第45話 作戦会議をしてみた
「とりあえず作戦会議といきますか」
クランハウスまで戻ってきた俺たちは三人で向かい合わせで椅子に腰かけていた。今回の経験を踏まえての今後の方針を話し合うつもりだ。
「まず、五階層まで潜ってみて……だけど、段々とモンスターが強くなるであろうこと。今のところは専用モンスターが出てくる感じでは無さそうだし……」
とりあえず俺の気づいたことを述べてみた。最後まで行っている訳じゃないから推測の域を出ないが、こういうのは仮説を積み立てていくのが大事だ。
「あとは五階層には『ツムール』が出たので五階層毎にボスが出るとか……」
マリンの言うこともそうだな。五階層刻みでボスが出る可能性は高い。
「経験値は獲得出来無いですけど、アイテムドロップは今のところ通常と変わらなかったです」
ファーストの言葉そうだ。レベルアップは見込めなさそうだけど、アイテム集めには悪くはなさそう。

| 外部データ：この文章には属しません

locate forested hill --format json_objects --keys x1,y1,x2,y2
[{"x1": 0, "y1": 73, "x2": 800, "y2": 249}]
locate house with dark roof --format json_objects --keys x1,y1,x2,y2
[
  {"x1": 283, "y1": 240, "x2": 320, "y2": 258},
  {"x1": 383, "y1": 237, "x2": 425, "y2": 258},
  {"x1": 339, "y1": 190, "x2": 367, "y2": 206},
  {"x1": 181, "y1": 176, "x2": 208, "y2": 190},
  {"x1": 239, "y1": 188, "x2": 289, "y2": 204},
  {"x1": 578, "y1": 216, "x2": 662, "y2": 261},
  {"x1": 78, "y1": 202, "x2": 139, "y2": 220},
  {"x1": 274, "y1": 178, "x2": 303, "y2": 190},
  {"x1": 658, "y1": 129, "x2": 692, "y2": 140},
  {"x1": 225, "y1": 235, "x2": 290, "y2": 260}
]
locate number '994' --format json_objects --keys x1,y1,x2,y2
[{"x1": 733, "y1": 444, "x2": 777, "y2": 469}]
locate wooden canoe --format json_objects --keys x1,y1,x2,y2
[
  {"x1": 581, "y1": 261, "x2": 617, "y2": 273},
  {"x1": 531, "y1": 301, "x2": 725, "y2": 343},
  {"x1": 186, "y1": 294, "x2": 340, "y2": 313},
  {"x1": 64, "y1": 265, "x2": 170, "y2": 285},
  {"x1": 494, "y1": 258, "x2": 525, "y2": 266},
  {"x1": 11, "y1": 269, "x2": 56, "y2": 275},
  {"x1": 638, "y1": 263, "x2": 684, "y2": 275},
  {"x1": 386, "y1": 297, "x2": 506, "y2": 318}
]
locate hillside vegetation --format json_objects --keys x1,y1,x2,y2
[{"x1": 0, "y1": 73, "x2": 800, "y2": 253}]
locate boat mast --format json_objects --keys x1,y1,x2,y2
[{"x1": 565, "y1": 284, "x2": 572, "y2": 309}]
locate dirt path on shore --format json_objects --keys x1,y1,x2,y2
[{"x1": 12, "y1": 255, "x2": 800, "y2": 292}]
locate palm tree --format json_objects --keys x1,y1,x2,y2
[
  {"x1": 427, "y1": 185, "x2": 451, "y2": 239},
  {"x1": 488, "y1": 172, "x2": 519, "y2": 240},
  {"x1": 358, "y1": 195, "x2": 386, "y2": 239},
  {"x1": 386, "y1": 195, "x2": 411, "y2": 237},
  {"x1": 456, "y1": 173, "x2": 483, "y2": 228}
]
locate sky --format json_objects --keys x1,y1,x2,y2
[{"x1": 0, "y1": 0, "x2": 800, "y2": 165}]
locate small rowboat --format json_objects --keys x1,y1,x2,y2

「あと、魔法なんですが、種類によっては壁の向こう側でも発動出来ました。《アースライザー》を使ってみたんですが、ちゃんと発動して部屋の中にいるモンスターは全部片付けましたし……」
「なるほど。それはいい情報だ」
魔法が壁を通過して発動するのはファーストが様々な魔法使えるから分かったことだ。こういう情報は俺には得ることは出来ないからとても助かる。

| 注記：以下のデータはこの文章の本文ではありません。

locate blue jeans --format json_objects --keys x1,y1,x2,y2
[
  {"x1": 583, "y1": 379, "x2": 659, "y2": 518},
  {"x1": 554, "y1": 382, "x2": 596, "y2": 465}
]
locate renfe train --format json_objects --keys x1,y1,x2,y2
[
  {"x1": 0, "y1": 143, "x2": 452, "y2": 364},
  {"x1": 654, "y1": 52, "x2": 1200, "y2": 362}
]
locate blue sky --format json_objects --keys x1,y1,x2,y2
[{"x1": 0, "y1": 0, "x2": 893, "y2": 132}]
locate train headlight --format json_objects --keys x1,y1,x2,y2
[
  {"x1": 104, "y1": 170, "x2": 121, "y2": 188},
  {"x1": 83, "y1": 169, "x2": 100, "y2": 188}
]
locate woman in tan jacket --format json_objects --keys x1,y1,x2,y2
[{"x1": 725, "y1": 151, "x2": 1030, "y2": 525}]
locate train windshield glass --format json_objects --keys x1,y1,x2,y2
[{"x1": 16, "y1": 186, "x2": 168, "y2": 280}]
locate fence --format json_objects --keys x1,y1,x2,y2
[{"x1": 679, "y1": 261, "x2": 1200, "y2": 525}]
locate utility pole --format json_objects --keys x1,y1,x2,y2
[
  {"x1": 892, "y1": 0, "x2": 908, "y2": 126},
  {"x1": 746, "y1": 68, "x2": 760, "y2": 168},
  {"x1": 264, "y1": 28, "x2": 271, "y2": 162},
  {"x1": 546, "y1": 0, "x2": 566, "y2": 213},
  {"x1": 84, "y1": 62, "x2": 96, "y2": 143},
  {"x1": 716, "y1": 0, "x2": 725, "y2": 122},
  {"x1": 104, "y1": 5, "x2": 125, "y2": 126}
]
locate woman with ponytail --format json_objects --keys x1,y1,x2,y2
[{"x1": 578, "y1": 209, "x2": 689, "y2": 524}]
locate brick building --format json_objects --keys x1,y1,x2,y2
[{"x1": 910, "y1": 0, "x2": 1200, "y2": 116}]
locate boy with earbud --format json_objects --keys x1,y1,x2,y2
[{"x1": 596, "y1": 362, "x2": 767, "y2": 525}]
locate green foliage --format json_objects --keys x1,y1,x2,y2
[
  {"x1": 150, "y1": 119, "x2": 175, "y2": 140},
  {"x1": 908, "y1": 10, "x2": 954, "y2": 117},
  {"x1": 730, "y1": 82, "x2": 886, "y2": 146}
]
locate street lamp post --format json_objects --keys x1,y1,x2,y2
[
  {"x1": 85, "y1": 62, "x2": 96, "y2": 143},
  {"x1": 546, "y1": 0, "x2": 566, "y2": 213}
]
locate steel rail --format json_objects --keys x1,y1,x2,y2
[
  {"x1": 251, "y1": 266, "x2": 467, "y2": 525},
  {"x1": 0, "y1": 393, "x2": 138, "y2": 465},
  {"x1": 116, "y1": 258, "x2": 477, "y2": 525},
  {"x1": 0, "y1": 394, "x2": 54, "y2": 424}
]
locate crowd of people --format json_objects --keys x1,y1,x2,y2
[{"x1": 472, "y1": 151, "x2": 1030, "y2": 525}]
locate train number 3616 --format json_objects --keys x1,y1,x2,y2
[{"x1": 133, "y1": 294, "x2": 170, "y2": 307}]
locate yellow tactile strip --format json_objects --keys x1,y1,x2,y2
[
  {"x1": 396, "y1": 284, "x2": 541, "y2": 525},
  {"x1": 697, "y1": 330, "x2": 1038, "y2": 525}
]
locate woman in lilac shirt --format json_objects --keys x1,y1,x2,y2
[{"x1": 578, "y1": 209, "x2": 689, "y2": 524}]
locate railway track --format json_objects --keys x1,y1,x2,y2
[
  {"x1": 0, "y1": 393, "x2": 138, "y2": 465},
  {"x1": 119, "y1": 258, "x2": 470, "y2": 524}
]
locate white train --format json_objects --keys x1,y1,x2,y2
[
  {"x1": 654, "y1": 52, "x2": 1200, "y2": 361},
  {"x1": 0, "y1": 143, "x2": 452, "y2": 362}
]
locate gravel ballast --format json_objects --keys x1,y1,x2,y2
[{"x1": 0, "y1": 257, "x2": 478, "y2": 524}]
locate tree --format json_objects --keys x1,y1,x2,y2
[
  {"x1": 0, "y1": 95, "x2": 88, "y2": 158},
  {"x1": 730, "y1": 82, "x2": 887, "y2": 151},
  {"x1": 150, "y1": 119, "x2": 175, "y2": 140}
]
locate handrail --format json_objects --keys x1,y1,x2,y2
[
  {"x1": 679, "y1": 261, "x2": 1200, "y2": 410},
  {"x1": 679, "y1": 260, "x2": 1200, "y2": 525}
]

「あとは成績をどう算出するか……かな。こればっかりは結果の発表を見てみないとなんとも」
「でも可能性としてはモンスターの倒した数とどれだけ階層を早く潜ったか、は影響ありそう」
速度か。それは可能性は高い。RTAというのも分かりやすい指標だからだ。
「もしくは数だけじゃなくて、モンスターによって加算される数値が変わるとか」
「確かに……入らない経験値が
経験値が各々入らずに、スコアとして計上されている可能性はある。だから、入らないように処理されてるのかもしれない。

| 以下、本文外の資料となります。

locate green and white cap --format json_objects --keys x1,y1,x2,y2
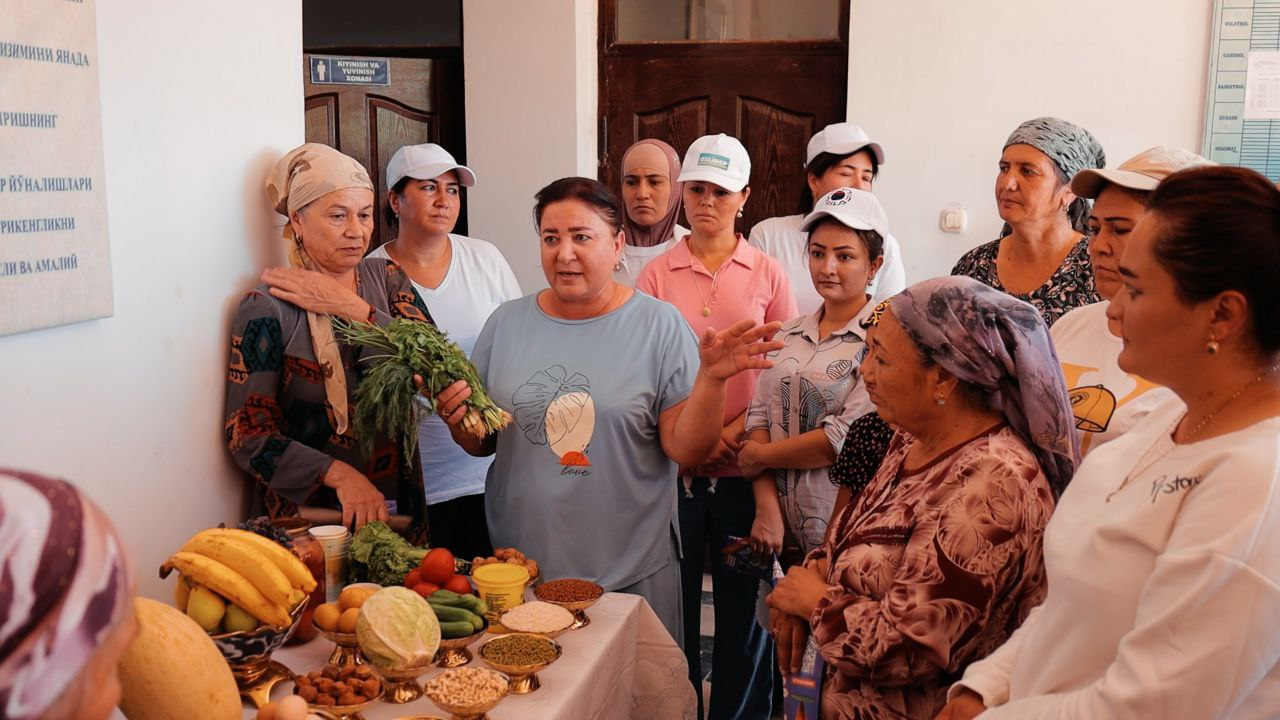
[{"x1": 677, "y1": 133, "x2": 751, "y2": 192}]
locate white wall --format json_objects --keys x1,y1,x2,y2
[
  {"x1": 462, "y1": 0, "x2": 598, "y2": 292},
  {"x1": 849, "y1": 0, "x2": 1212, "y2": 282},
  {"x1": 0, "y1": 0, "x2": 303, "y2": 597}
]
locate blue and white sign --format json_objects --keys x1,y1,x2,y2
[{"x1": 307, "y1": 55, "x2": 392, "y2": 85}]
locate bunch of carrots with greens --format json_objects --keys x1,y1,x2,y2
[{"x1": 333, "y1": 318, "x2": 511, "y2": 462}]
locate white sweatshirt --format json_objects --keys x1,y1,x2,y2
[{"x1": 952, "y1": 400, "x2": 1280, "y2": 720}]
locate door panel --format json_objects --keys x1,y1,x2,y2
[{"x1": 737, "y1": 97, "x2": 820, "y2": 214}]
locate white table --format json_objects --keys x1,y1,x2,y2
[{"x1": 235, "y1": 593, "x2": 696, "y2": 720}]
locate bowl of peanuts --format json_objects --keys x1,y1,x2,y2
[
  {"x1": 422, "y1": 667, "x2": 511, "y2": 720},
  {"x1": 293, "y1": 665, "x2": 383, "y2": 720},
  {"x1": 534, "y1": 578, "x2": 604, "y2": 630}
]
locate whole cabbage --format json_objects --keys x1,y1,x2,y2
[{"x1": 356, "y1": 587, "x2": 440, "y2": 667}]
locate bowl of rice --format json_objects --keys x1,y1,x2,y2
[{"x1": 499, "y1": 600, "x2": 576, "y2": 638}]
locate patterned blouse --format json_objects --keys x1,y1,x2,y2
[
  {"x1": 951, "y1": 237, "x2": 1102, "y2": 327},
  {"x1": 225, "y1": 259, "x2": 430, "y2": 538},
  {"x1": 805, "y1": 425, "x2": 1053, "y2": 720}
]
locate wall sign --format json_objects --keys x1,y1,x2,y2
[
  {"x1": 0, "y1": 0, "x2": 111, "y2": 334},
  {"x1": 308, "y1": 55, "x2": 392, "y2": 85}
]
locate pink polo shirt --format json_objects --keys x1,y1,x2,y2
[{"x1": 636, "y1": 234, "x2": 799, "y2": 477}]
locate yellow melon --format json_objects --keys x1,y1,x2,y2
[{"x1": 120, "y1": 597, "x2": 242, "y2": 720}]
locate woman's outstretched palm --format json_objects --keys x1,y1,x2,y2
[{"x1": 698, "y1": 320, "x2": 782, "y2": 380}]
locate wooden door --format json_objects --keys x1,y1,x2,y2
[
  {"x1": 599, "y1": 0, "x2": 849, "y2": 232},
  {"x1": 302, "y1": 54, "x2": 467, "y2": 250}
]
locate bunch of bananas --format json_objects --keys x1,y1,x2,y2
[{"x1": 160, "y1": 528, "x2": 316, "y2": 633}]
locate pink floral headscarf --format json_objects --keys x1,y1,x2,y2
[{"x1": 0, "y1": 468, "x2": 133, "y2": 720}]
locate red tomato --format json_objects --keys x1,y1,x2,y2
[
  {"x1": 413, "y1": 583, "x2": 440, "y2": 598},
  {"x1": 419, "y1": 547, "x2": 453, "y2": 585},
  {"x1": 444, "y1": 575, "x2": 471, "y2": 594}
]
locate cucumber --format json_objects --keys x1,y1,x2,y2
[
  {"x1": 440, "y1": 620, "x2": 475, "y2": 639},
  {"x1": 431, "y1": 603, "x2": 474, "y2": 625}
]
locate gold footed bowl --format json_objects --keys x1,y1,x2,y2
[
  {"x1": 365, "y1": 661, "x2": 435, "y2": 705},
  {"x1": 291, "y1": 685, "x2": 387, "y2": 720},
  {"x1": 534, "y1": 580, "x2": 604, "y2": 630},
  {"x1": 316, "y1": 628, "x2": 365, "y2": 667},
  {"x1": 209, "y1": 597, "x2": 310, "y2": 707},
  {"x1": 435, "y1": 619, "x2": 489, "y2": 667},
  {"x1": 424, "y1": 670, "x2": 511, "y2": 720},
  {"x1": 480, "y1": 633, "x2": 564, "y2": 694}
]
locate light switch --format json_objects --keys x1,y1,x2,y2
[{"x1": 938, "y1": 202, "x2": 969, "y2": 233}]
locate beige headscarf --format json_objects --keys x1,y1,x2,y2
[{"x1": 266, "y1": 142, "x2": 374, "y2": 434}]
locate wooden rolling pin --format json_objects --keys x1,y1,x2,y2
[{"x1": 298, "y1": 505, "x2": 412, "y2": 534}]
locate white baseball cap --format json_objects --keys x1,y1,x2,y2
[
  {"x1": 804, "y1": 123, "x2": 884, "y2": 165},
  {"x1": 800, "y1": 187, "x2": 888, "y2": 238},
  {"x1": 1071, "y1": 145, "x2": 1216, "y2": 199},
  {"x1": 676, "y1": 133, "x2": 751, "y2": 192},
  {"x1": 387, "y1": 142, "x2": 476, "y2": 188}
]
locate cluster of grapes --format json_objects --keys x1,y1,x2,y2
[{"x1": 224, "y1": 515, "x2": 293, "y2": 550}]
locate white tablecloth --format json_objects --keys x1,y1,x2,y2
[{"x1": 244, "y1": 593, "x2": 696, "y2": 720}]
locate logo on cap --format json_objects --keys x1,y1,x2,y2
[{"x1": 698, "y1": 152, "x2": 728, "y2": 172}]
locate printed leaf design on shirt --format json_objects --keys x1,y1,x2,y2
[{"x1": 512, "y1": 365, "x2": 595, "y2": 466}]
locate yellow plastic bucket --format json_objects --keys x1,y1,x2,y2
[{"x1": 471, "y1": 562, "x2": 529, "y2": 618}]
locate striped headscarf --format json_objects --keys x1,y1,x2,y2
[
  {"x1": 0, "y1": 468, "x2": 133, "y2": 720},
  {"x1": 886, "y1": 275, "x2": 1080, "y2": 497},
  {"x1": 266, "y1": 142, "x2": 374, "y2": 436}
]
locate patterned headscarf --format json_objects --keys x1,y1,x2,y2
[
  {"x1": 0, "y1": 468, "x2": 133, "y2": 720},
  {"x1": 622, "y1": 140, "x2": 685, "y2": 247},
  {"x1": 266, "y1": 142, "x2": 374, "y2": 434},
  {"x1": 887, "y1": 275, "x2": 1080, "y2": 495},
  {"x1": 1001, "y1": 117, "x2": 1107, "y2": 236}
]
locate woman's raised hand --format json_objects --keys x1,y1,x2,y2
[
  {"x1": 698, "y1": 320, "x2": 782, "y2": 380},
  {"x1": 261, "y1": 268, "x2": 370, "y2": 320}
]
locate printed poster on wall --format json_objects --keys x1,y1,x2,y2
[{"x1": 0, "y1": 0, "x2": 111, "y2": 336}]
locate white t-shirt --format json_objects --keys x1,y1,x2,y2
[
  {"x1": 1050, "y1": 300, "x2": 1176, "y2": 455},
  {"x1": 748, "y1": 215, "x2": 906, "y2": 315},
  {"x1": 613, "y1": 224, "x2": 689, "y2": 287},
  {"x1": 369, "y1": 233, "x2": 521, "y2": 505},
  {"x1": 951, "y1": 400, "x2": 1280, "y2": 720}
]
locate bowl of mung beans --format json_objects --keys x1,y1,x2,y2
[
  {"x1": 422, "y1": 667, "x2": 511, "y2": 720},
  {"x1": 534, "y1": 578, "x2": 604, "y2": 630},
  {"x1": 479, "y1": 633, "x2": 563, "y2": 694}
]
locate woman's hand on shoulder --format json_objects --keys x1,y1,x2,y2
[
  {"x1": 933, "y1": 688, "x2": 987, "y2": 720},
  {"x1": 323, "y1": 460, "x2": 389, "y2": 528},
  {"x1": 698, "y1": 320, "x2": 782, "y2": 380},
  {"x1": 261, "y1": 268, "x2": 371, "y2": 322}
]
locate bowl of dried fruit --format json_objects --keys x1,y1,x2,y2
[
  {"x1": 293, "y1": 665, "x2": 383, "y2": 720},
  {"x1": 534, "y1": 578, "x2": 604, "y2": 629},
  {"x1": 422, "y1": 667, "x2": 511, "y2": 720},
  {"x1": 480, "y1": 633, "x2": 563, "y2": 694}
]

「となると、さっさと雑魚を処理しつつ、次の階層へのワープを探して……って感じになりますね」
「でも、早く次の階層へってなると雑魚の狩り残しが発生するんじゃ……」
「確かに。速度と退治する数のバランスを考えないといけないですね」
難しいところだな。一つの階層で沢山のモンスターを倒すのと、早く次の階層に行くのは真逆だからだ。
「そうだな……俺に一つ考えがある。ちょっと『クランダンジョン』の攻略は二人に任せるよ。フレアも誘ったりしてどんどん進めてくれ」
「わかりました。でも……またですか?」
マリンは了承の言葉を告げたが、心配そうに俺を見ている。なんだ?
「また? って?」
「どうせ考えって、
「ま、まあ、そうだけど……」
俺に出来ることなんて装備を作ることくらいしかない。ま、あとは金を出すくらいか。
「ありがたいんですけど、アオイさんばかり負担をかけるのは……」
と、マリンは言うが、負担に感じたことなど一度もない。作りたいから作る。ただそれだけなんだが……
「負担も何も、やりたいからやってるだけだけど……」
「でも、全然メインシナリオ進まないじゃないですか? 僕たちはもうすぐ第一部も終わります。『暗黒竜アルデス』もそろそろ実装されるという話です。でも、アオイさんってまだ半分くらいしか進んでないじゃないですか?」
「うーん。でも、メインシナリオ進める必要性も感じないしなぁ。特に周回も困ってないし、欲しいボス素材はマリンとファーストがくれるしなぁ。ってそっちの方が負担になってないか?」
まあファーストの言う通りなのだが、別にボス周回もやりたきゃ大体が出来るし、シナリオを進めないと戦えないボスとかは、マリンとファーストが勝手に素材を集めてくれる。特に不自由はしてないどころか、マリンもファーストも素材集めに時間を割いてくれて、俺が逆に申し訳ないと思う。
「アオイさんが装備を作ってくれるんですから、それくらいは当然です!」
「ま、それなら良いんだけど……お互い様ってことで」
「……………………」
ボソリとマリンが何か呟いたようの感じたが、よく聞こえなかったから気のせいかもしれないと俺は流した。
「とりあえず『クランダンジョン』の攻略は二人に任せる。俺は攻略に適した装備を作る。でどうだ?」
「アオイさんが仰るなら……」
「よし! じゃあ解散! 俺は早速試してくるわ!」
と、俺はすぐにクランハウスを後にした。